Primeiro, falando do euro. Na semana passada, o euro/dólar subiu por 5 dias consecutivos, com um aumento de 1,78%, principalmente devido às notícias do acordo de cessar-fogo entre os EUA e o Irã. Mas veja, depois o Trump começou a fazer ameaças, ameaçando bloquear o Estreito de Hormuz, e o sentimento do mercado mudou imediatamente. Essa é também a razão pela qual o euro subiu bastante e depois começou a recuar.
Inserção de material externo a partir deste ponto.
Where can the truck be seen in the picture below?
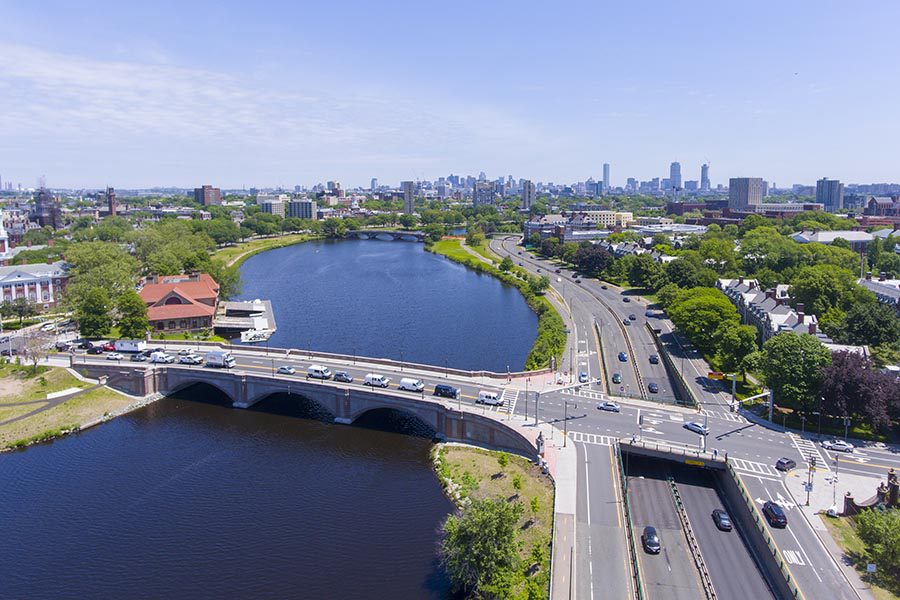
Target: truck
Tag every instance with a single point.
(221, 359)
(130, 345)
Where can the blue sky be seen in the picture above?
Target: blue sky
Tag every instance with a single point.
(285, 93)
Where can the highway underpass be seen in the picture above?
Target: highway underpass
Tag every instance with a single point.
(673, 574)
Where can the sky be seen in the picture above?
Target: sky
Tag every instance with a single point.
(262, 94)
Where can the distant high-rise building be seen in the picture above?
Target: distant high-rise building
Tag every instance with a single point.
(302, 209)
(483, 193)
(208, 195)
(830, 192)
(111, 201)
(675, 175)
(528, 193)
(409, 188)
(744, 192)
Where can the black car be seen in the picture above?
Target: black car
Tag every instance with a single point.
(785, 464)
(775, 514)
(721, 519)
(446, 391)
(343, 377)
(650, 540)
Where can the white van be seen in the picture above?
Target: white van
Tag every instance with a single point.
(318, 372)
(412, 385)
(376, 380)
(490, 398)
Do ponto de vista do banco central, a alta nos preços de energia impulsionou as expectativas de inflação na zona do euro, e o mercado espera que haja duas altas de juros este ano, até mesmo há notícias de que a probabilidade de aumento na reunião de abril já atingiu 50%. Mas o problema é que as expectativas de crescimento econômico na zona do euro estão com risco de desaceleração, então o aumento das expectativas de alta de juros, na verdade, não consegue impulsionar o euro. Em resumo, se o euro continuará a se fortalecer, ainda depende de como evoluirá a situação entre os EUA e o Irã.
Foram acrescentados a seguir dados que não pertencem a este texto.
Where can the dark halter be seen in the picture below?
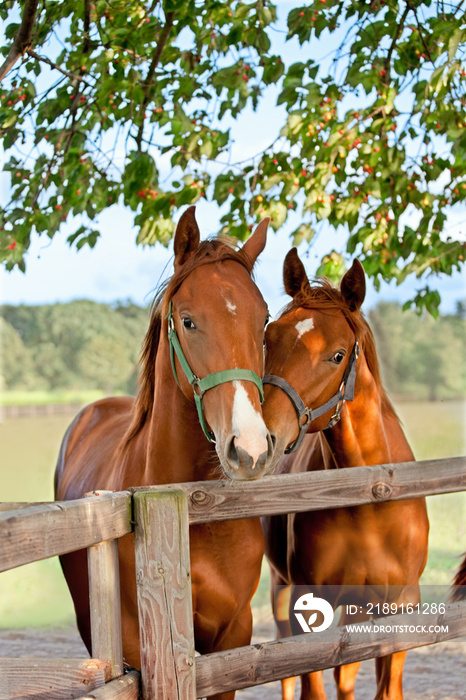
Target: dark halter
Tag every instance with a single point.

As expectativas de corte de juros pelo Federal Reserve também recuaram. Agora, o mercado acredita que o Fed não cortará juros durante o ano, com uma probabilidade de apenas 16%. Isso certamente limita a continuidade da alta do euro. No aspecto técnico, o euro/dólar está oscilando perto da média móvel de 100 dias; se conseguir se firmar acima dessa linha, há potencial para uma alta adicional, com resistência em 1,181. Caso continue sob pressão, o suporte de baixa fica próximo de 1,157.
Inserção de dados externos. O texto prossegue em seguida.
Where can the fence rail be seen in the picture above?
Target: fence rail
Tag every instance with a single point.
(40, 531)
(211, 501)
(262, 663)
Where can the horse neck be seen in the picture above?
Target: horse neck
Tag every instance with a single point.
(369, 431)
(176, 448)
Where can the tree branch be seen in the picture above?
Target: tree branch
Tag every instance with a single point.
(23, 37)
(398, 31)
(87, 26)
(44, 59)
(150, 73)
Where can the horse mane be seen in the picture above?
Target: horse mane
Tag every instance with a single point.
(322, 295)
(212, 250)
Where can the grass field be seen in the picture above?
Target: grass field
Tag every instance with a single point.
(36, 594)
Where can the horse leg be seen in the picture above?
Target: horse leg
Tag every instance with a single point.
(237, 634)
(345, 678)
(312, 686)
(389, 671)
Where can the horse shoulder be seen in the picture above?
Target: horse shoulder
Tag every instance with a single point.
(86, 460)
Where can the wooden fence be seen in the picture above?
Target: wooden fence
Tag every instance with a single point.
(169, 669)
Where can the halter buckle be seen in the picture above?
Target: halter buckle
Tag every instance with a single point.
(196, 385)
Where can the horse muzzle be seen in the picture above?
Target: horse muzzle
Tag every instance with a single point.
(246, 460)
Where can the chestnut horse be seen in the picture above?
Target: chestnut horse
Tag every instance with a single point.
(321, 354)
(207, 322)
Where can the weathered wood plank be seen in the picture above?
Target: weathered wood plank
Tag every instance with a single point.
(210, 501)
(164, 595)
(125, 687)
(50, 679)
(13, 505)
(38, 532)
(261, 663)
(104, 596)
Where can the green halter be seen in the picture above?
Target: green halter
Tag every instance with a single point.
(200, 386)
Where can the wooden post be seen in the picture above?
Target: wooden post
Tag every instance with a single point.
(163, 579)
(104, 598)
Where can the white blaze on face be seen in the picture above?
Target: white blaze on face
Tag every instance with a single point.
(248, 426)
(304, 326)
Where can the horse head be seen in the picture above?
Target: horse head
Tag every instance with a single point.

Vamos agora ao iene. O dólar/iene atingiu brevemente a marca de 160 na semana passada, mas recuou após o anúncio do acordo de cessar-fogo. Interessante é que a pressão fiscal no Japão é bastante grande. Com o aumento dos preços do petróleo, o subsídio de combustível do governo japonês custa 600 bilhões de ienes por mês, e em até três meses o fundo se esgota. Nessa situação, a expectativa de aumento de juros pelo Banco do Japão em abril caiu de 60% para 44%. Se o banco central optar por manter a taxa de juros inalterada, o iene certamente continuará a enfraquecer.

O foco desta semana ainda será a situação entre os EUA e o Irã, e as declarações do governador do Banco do Japão. Se a tensão continuar, o dólar/iene pode novamente subir para 160. Tecnicamente, o dólar/iene já ultrapassou a média móvel de 21 dias, e o impulso de alta ainda é forte. Se romper a máxima anterior de 160,46, abrirá espaço para uma maior alta, com resistência em 161,9. Se recuar após a alta, o suporte fica próximo de 157,5.

No geral, o movimento desta semana ainda depende do jogo de forças entre a geopolítica e as políticas dos bancos centrais. A alta do euro não é sólida, e tudo depende de uma possível de-escalada na situação entre os EUA e o Irã.